Thanks to the Mighty Mickey, nothing will ever again pass out of copyright in the US.
Kendall uses .pdf right?
I’d back up anything on it, especially now that you know they can remotely access your files, read them, and delete them.
Hell, I’d burn the thing.
It’s considered a legal contract, as long as it doesn’t break the law.
Nothing they (Amazon) did appears to break the law (specifically, COPYRIGHT LAW, which is notoriously protective of the copyright holder).
In any Kindle dictionary, the word ‘gullible’ is missing!
I haven’t read the TOS, but if they had a clause saying that they have the responsibility/right to respect and enforce copyright law, then deleting it from the Kindle would be legal, specific performance.

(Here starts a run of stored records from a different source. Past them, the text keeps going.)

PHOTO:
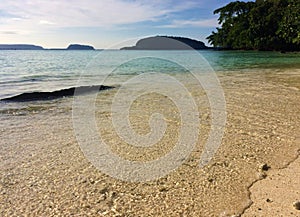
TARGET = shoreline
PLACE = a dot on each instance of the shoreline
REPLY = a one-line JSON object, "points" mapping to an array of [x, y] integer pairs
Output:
{"points": [[262, 116]]}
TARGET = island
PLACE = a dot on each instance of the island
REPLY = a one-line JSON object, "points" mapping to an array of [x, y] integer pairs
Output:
{"points": [[167, 43]]}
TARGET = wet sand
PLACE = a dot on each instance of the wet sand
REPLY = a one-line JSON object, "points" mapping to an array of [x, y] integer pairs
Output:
{"points": [[44, 172]]}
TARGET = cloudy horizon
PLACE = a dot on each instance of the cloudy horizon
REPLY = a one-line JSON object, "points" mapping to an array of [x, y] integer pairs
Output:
{"points": [[102, 24]]}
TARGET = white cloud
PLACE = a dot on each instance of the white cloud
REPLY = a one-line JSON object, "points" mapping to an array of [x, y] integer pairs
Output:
{"points": [[88, 13], [192, 23], [46, 22]]}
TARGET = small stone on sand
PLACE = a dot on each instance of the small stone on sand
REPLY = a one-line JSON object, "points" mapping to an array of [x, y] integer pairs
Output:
{"points": [[297, 205]]}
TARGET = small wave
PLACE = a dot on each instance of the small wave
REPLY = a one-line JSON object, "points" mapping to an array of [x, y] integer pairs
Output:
{"points": [[38, 96]]}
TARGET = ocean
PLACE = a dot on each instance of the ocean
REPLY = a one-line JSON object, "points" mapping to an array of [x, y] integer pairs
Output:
{"points": [[43, 71]]}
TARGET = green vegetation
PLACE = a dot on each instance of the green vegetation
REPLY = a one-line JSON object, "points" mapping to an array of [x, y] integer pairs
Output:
{"points": [[259, 25]]}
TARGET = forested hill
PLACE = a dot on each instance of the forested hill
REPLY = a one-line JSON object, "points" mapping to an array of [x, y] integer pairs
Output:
{"points": [[259, 25], [167, 43]]}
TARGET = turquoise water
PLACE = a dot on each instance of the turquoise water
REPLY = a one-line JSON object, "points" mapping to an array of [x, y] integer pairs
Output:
{"points": [[31, 71]]}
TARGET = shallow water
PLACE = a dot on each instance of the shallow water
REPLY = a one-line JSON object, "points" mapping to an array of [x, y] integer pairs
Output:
{"points": [[31, 71]]}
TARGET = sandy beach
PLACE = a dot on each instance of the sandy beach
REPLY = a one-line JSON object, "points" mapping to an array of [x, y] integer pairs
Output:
{"points": [[255, 172]]}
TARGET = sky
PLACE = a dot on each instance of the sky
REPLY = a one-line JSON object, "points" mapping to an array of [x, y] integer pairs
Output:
{"points": [[104, 23]]}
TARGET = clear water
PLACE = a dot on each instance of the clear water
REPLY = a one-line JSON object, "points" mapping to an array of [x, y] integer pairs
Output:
{"points": [[31, 71]]}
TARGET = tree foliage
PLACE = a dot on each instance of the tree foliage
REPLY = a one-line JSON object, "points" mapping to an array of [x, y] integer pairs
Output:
{"points": [[259, 25]]}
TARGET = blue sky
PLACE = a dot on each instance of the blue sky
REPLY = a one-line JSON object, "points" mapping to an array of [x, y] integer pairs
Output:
{"points": [[103, 23]]}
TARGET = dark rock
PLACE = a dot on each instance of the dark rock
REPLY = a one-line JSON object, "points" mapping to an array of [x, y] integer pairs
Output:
{"points": [[36, 96], [79, 47]]}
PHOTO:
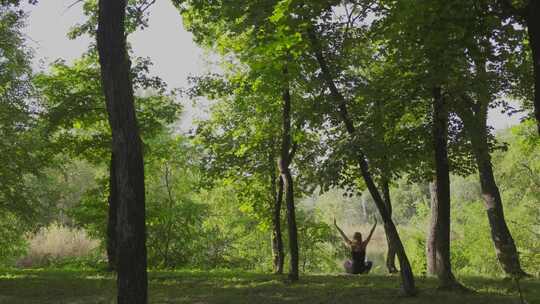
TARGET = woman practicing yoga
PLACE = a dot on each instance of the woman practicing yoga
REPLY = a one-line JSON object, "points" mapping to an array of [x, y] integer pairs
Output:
{"points": [[358, 263]]}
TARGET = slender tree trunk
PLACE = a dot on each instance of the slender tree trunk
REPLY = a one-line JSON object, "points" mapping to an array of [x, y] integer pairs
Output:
{"points": [[283, 163], [475, 123], [407, 276], [431, 246], [111, 218], [440, 206], [127, 148], [533, 26], [278, 257], [502, 239], [391, 253]]}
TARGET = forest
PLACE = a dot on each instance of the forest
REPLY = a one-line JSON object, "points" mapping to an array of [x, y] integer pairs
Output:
{"points": [[350, 151]]}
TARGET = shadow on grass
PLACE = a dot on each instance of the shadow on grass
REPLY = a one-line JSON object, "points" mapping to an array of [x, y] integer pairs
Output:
{"points": [[59, 286]]}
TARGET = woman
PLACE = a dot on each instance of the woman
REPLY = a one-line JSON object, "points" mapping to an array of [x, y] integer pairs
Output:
{"points": [[358, 263]]}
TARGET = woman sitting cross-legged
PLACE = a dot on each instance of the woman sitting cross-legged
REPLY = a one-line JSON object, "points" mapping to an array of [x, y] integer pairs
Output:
{"points": [[358, 263]]}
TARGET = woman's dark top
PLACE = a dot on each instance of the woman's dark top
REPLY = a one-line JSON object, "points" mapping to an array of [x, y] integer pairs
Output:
{"points": [[358, 259]]}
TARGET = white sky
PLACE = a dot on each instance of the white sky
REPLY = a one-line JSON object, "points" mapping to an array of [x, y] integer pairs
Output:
{"points": [[166, 42]]}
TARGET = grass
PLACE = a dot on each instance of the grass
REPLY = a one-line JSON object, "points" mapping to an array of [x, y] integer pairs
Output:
{"points": [[82, 287]]}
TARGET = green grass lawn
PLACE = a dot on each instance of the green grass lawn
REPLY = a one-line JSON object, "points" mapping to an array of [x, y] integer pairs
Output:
{"points": [[64, 286]]}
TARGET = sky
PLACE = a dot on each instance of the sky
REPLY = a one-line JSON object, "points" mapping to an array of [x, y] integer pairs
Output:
{"points": [[165, 41]]}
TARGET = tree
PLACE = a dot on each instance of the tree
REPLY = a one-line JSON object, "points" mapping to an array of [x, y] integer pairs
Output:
{"points": [[23, 152], [76, 124], [287, 153], [526, 13], [127, 151], [440, 207], [405, 268]]}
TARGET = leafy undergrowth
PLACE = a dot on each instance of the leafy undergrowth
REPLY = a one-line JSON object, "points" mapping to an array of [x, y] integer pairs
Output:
{"points": [[64, 286]]}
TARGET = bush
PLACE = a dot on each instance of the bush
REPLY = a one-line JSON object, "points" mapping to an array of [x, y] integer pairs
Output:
{"points": [[57, 245]]}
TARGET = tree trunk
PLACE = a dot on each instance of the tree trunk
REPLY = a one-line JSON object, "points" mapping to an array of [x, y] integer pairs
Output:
{"points": [[439, 239], [404, 265], [431, 247], [475, 124], [283, 163], [277, 240], [533, 27], [502, 239], [111, 218], [391, 253], [126, 145]]}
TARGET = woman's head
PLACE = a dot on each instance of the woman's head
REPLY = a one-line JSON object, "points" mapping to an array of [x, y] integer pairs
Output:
{"points": [[357, 237]]}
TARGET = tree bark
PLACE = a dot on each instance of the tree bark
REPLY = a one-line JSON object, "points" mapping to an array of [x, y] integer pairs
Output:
{"points": [[127, 148], [278, 256], [475, 124], [111, 218], [431, 247], [407, 276], [391, 253], [439, 238], [502, 239], [533, 27], [283, 164]]}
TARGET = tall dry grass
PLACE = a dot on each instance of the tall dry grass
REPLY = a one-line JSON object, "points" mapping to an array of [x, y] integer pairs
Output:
{"points": [[56, 243]]}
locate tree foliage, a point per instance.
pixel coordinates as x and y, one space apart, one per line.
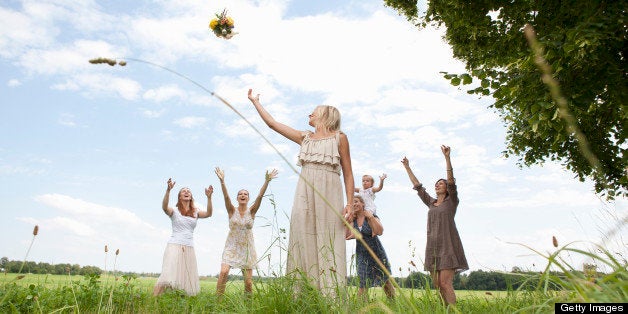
585 43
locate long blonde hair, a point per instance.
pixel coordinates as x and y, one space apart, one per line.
192 208
329 117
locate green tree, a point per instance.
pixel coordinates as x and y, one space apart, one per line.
585 43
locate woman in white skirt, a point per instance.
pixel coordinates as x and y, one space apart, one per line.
179 269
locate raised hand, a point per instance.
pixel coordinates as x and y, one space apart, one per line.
271 175
209 190
220 174
170 184
405 162
446 150
252 98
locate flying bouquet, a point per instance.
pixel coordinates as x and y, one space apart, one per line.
222 25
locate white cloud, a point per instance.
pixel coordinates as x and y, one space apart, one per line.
14 83
153 113
67 119
84 216
165 93
190 122
102 84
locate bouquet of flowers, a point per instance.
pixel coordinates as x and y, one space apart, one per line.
222 25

Heck, they might not even need that clause, since they are bound to obey copyright law anyway?
bookmark
Technically I suppose it's in the same category as stolen merchandise. A thief can't legally sell it, and even somebody that pays money for it doesn't technically "own" it. It still belongs to the rightful owner.
Now, if they were physical books it's just wildly impractical to go out and recover every copy, and I don't suppose any such thing would ever happen. They could "ask" for them back but that's about all. But in this case, it's just an entry in a database that goes "poof". They do it because they can.
I don't have any real heartburn over this. They made a mistake and they're owning up and fixing it. Not a big deal to me.
I guess laws in my state laws are different. Theft is illegals, as is trespassing on private property.
Unfortunately, the presentation of public-domain material can itself be copyrighted. The company that pulled Kindle’s plug on Animal Farm likely has copyrighted the formatting and other aspects of a particular presentation; Amazon cannot just “photocopy” their publication of the public-domain work and sell that without license or compensation.
Sure it does. If my new idea involves using an identifiable part of your work in a new way (i.e. sampling the bass line of your hit song) then I'm in trouble.
Kindle files can be backed up locally too... No sweat. It mounts like an external USB device on your computer.